Prayer in school has always struck me as being hypocritical. When I was in fourth grade (in Dallas, Texas, the same year as the Roe v. Wade decision), my teacher, Mrs. Katie Brittain, led the class in compulsory prayer and Bible readings, even though the Supreme Court had outlawed them when I was still in diapers. I was a Christian, and the prayers were Christian, but they weren't quite the same "flavor" of Christian. I was very uncomfortable with being compelled to say a prayer that was not in accord with my family's religious beliefs — and that's before we talk about the Jewish kids in the class. The final word on Jesus' position, though, should be clear from Matthew 6:5–6. Jesus comes down emphatically opposed to school prayer.
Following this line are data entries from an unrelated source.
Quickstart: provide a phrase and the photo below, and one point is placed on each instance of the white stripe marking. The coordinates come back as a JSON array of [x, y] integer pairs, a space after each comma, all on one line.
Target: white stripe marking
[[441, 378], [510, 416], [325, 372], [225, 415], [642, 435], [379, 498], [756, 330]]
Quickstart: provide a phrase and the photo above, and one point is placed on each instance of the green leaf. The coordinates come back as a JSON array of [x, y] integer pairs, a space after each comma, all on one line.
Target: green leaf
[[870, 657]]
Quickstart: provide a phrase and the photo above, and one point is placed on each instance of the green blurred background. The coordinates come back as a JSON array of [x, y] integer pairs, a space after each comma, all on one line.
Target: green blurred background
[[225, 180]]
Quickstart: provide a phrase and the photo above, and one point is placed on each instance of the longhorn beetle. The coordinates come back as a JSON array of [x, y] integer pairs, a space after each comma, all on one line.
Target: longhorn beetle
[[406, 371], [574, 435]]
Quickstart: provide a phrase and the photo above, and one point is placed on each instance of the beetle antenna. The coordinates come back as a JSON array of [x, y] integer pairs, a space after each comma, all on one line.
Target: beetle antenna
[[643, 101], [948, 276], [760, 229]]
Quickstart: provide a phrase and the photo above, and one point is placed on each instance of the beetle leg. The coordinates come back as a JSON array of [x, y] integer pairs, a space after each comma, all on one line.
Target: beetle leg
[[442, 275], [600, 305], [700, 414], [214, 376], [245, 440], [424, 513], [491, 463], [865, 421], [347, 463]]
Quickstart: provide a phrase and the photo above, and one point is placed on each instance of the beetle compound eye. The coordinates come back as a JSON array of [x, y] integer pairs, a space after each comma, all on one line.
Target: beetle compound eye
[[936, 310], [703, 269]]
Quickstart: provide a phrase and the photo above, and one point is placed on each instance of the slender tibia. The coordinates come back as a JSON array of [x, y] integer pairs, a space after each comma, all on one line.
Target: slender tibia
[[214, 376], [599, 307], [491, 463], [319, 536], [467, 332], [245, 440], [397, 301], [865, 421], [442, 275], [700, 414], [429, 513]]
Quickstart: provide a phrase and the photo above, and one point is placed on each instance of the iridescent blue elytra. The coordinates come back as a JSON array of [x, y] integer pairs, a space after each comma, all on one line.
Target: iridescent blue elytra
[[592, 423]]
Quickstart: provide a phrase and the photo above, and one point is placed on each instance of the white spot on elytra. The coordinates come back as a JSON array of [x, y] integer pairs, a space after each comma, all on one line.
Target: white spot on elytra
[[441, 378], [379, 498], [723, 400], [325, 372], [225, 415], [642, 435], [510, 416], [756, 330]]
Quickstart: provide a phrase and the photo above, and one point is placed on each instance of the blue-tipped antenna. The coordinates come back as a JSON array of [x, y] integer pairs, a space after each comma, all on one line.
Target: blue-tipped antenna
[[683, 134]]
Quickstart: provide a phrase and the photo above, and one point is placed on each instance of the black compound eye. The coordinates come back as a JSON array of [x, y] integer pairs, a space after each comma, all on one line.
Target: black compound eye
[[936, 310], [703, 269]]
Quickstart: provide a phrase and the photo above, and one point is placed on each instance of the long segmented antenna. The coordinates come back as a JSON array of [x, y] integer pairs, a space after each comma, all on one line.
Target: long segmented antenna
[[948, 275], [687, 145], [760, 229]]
As for the festival of December 25th, it started as a celebration of the winter solstice, the Saturnalia, and Mithra, the Persian god of light. Some time around the 4th century, Christians hijacked the holiday and slapped a meager veneer of Christian symbolism over it. Most of the trappings — Christmas tree, Christmas ham, deck the holly, and under the mistletoe — had their origins in the pagan celebrations of the solstice, known by the familiar name of Yule. Thus, I think it's clear to say that Jesus would want his name removed from a pagan holiday that has very little to do with his ministry.

Any more questions you want me to answer on Jesus' behalf?